Windows Agent in cluster doesn't retrieve the second Automation Engine when the first is down
book
Article ID: 84433
calendar_today
Updated On:
Products
CA Automic Workload Automation - Automation Engine
Issue/Introduction
Error Message : U02000042 Connection aborted. Error code '10053', error description: 'An established connection was aborted by the software in your host machine.'.
When using an Automation Engine (AE) cluster (Active-Active) with agents able to switch from one to another Engine in case the other Engine falls (OS issue, Network issue, Shut down of the Virtual Machine,...).

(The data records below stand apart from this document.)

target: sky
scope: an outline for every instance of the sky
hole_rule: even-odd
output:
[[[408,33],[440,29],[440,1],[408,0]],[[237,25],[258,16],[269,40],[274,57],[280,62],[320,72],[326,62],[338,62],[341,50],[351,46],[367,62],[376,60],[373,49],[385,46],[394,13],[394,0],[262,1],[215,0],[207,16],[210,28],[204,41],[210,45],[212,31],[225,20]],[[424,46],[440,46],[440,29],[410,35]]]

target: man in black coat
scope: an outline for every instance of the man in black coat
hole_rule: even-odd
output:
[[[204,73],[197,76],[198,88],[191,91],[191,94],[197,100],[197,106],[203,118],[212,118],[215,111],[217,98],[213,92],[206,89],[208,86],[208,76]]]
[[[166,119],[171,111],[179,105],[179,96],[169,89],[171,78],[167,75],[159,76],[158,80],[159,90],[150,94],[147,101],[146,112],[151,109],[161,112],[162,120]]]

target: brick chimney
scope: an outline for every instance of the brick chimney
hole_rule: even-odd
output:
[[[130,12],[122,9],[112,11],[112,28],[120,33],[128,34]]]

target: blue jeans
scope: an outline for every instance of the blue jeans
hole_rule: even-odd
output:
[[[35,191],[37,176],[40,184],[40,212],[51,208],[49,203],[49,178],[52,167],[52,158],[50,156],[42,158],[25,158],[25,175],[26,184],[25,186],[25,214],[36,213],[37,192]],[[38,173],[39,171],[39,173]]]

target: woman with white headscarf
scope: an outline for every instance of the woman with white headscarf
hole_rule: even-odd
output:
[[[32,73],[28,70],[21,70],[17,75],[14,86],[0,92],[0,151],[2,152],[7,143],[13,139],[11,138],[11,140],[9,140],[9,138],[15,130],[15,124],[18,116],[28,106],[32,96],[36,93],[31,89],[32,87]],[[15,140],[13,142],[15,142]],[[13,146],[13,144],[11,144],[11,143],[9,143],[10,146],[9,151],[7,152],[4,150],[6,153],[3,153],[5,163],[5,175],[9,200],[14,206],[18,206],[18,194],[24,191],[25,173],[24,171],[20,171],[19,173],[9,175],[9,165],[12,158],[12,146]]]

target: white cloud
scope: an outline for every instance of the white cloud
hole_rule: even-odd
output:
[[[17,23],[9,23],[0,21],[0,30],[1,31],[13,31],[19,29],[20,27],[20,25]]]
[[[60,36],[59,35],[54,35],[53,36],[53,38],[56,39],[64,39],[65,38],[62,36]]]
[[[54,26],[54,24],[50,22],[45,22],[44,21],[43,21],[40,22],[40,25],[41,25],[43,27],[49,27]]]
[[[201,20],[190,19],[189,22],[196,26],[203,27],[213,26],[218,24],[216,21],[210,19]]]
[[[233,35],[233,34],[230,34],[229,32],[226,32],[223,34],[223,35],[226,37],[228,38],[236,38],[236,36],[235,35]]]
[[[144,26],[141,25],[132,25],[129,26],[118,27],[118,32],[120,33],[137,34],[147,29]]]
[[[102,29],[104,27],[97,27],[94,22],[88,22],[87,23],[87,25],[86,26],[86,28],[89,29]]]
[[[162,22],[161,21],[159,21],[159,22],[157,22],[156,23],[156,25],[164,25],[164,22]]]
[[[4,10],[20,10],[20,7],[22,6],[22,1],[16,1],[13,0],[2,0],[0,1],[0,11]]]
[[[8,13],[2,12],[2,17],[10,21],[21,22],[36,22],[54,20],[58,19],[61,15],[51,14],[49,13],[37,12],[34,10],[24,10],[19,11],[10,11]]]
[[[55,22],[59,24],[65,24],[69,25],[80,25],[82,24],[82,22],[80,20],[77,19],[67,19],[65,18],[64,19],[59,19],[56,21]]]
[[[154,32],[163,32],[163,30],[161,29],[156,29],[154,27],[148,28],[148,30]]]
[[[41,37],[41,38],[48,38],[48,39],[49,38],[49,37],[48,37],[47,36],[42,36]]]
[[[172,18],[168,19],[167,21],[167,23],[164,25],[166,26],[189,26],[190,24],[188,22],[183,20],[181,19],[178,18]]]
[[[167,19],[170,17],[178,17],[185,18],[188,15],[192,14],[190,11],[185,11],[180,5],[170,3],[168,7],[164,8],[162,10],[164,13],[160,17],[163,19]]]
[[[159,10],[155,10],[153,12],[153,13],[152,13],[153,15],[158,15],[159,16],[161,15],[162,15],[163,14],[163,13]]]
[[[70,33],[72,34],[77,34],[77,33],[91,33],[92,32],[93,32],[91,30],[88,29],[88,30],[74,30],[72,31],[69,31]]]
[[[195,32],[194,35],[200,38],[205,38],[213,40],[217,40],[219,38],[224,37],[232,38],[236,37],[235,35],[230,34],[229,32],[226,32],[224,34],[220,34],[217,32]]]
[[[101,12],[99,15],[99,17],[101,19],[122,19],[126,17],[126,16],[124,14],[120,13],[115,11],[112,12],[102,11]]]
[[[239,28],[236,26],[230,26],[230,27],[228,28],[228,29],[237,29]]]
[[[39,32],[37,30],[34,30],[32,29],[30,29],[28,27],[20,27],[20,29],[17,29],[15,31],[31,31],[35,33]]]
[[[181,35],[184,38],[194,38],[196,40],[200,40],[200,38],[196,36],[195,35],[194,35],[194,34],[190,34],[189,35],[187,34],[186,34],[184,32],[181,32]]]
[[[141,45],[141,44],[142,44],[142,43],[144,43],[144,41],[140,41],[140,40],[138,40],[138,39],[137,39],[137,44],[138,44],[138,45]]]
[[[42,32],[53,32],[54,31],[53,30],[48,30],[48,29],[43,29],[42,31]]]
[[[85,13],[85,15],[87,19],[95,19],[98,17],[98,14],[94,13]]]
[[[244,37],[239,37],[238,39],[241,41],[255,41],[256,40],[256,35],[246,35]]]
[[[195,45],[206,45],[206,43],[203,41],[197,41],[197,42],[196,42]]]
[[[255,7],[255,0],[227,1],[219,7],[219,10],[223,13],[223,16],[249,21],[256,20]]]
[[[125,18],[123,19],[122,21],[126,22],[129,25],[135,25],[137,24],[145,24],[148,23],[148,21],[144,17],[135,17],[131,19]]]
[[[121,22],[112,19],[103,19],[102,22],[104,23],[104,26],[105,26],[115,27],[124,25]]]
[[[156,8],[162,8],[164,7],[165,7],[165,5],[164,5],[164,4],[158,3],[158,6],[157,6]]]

For now, when an Engine is shut down gracefully, agents appear to automatically connect to the other Communication Processes (CPs) as expected.
But when an Engine is shut down "violently" (Shut down of the Virtual Machine) the connected agents do not automatically failover to the other CPs running on the other active AE.
This case is happening for all Windows agents in a clustered environment.
Investigation
Connect Agents to a given AE CP in an Active-Active cluster
Take the node offline either using sudden power off or a network disconnection
Agents connected the now offline instance are unaware of the failover
They take between 15-18 Minutes to realize, after this they simply show as offline
As soon as the AE Server is taken offline, it is no longer possible to communicate to the given Agent.
Cause
Cause type: Defect Root Cause: The KEEP_ALIVE variable is not correctly used by the Agent, which doesn't reconnect to the second Automation Engine directly.
Environment
OS: All Windows
Resolution
Update to a fix version listed below or a newer version if available.
Fix Status: In Progress
Fix Version(s): Automation Engine 12.2.0 - Planned release date: 2018-06-19 Automation Engine 12.1.1 - Available Automation Engine 12.0.4 - Available
Additional Information
Workaround : Completely restart the Windows Agent.